In [None]:
%matplotlib inline
import matplotlib
import seaborn as sns
sns.set()
matplotlib.rcParams['figure.dpi'] = 144

In [None]:
import expectexception

from pylib.draw_graph import draw_graph
from pylib.tensorboardcmd import tensorboard_cmd

<!-- requirement: pylib/__init__.py -->
<!-- requirement: pylib/draw_graph.py -->

# Introduction to TensorFlow


As artificial intelligence has advanced, applications have needed to process larger and larger amounts of data.  A prime example of this is the field of neural networks.  These machine learning models are enormously flexible and powerful, but they require huge amounts of both time and data to train.  Building tools to accomplish this can be difficult.

Google had been using neural networks internally for some time when they decided to develop a single framework flexible enough to be used for many different purposes.  That project became TensorFlow, and it was released as an open-source project in November, 2015.  Version 1.0 was released just over a year later, in February, 2017.

This generality has made TensorFlow useful for a number of different applications.  At its heart, it is a general-purpose computation engine, optimized for large data.  With TensorFlow, you define your program in terms of a computation graph.  Then, the graph is executed by letting data, in the form of tensors, flow through it.  (And you thought the name was just chosen to sound good!)

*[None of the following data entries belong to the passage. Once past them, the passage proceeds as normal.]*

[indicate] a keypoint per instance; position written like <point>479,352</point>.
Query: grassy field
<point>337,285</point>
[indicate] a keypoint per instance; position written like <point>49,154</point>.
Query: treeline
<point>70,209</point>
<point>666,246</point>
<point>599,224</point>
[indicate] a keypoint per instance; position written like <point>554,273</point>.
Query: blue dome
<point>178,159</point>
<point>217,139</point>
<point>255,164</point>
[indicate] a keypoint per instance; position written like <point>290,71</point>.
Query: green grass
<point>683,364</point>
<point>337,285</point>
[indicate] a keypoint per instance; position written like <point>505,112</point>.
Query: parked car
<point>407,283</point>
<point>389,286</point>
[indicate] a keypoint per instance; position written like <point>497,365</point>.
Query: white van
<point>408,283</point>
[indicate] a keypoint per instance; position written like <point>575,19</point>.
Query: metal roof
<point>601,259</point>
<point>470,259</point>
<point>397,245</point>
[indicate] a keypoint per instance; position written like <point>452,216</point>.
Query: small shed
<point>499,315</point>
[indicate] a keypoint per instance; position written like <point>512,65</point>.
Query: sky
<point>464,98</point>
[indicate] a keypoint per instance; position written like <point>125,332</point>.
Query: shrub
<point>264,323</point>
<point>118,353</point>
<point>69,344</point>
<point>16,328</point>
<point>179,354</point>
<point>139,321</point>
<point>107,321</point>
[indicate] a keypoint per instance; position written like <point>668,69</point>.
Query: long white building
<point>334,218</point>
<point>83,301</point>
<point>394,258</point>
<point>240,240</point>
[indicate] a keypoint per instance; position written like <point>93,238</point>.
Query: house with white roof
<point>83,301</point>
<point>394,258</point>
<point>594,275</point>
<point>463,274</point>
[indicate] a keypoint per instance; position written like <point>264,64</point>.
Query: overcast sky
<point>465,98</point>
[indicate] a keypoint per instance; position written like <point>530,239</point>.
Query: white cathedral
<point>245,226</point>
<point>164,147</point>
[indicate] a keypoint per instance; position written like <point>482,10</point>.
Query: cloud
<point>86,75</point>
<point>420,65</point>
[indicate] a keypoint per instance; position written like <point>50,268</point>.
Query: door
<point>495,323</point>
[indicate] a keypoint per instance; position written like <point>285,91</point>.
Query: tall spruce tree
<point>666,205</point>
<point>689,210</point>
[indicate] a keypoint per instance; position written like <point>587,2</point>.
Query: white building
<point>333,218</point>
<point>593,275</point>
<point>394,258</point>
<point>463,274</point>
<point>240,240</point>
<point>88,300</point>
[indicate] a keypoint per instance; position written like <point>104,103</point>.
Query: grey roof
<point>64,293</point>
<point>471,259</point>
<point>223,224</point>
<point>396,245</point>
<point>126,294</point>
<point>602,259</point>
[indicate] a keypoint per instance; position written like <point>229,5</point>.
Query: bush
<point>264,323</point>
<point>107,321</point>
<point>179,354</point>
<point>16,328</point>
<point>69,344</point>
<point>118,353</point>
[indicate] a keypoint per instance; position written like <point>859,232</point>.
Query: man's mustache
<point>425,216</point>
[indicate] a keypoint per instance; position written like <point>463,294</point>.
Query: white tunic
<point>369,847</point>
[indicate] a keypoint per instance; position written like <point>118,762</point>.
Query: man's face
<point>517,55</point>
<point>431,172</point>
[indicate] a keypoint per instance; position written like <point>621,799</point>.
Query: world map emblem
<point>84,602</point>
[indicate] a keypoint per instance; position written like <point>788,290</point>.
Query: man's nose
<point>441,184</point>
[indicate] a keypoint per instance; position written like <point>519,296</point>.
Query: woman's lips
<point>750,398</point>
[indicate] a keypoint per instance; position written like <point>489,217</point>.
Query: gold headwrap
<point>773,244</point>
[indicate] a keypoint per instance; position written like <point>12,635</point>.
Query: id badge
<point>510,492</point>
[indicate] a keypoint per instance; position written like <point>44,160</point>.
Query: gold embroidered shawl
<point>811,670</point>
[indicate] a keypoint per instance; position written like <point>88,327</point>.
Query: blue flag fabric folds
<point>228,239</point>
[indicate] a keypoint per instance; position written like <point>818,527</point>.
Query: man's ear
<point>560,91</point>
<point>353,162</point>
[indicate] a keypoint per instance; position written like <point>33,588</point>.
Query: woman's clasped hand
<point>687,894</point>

This course will introduce you to both the basics of TensorFlow and the basics of neural networks.  By focusing on the basics, we hope to convey a solid understanding of the theory and practice behind neural networks in TensorFlow.  For purposes of time, many of our example will be small and short, and therefore will not produce spectacular results.  Nonetheless, this should be enough to get you started on your own spectacular projects!


### Topics Covered


- Introduction to TensorFlow


- Iterative Algorithms


- Machine Learning


- Basic Neural Networks


- Deep Neural Networks
- Variational Autoencoders


- Convolutional Neural Networks


- Adversarial Noise
- DeepDream


- Recurrent Neural Networks


## Flow: The Computation Graph


In TensorFlow, computations are conceptualized as graphs.  These graphs are **directed** (the edges have a direction) and **acyclic** (there are no loops).  The nodes of the are **operations**, which may have zero or more inputs and zero or more outputs.  Hooking the output of one operation into the input of the next produces the computation graph.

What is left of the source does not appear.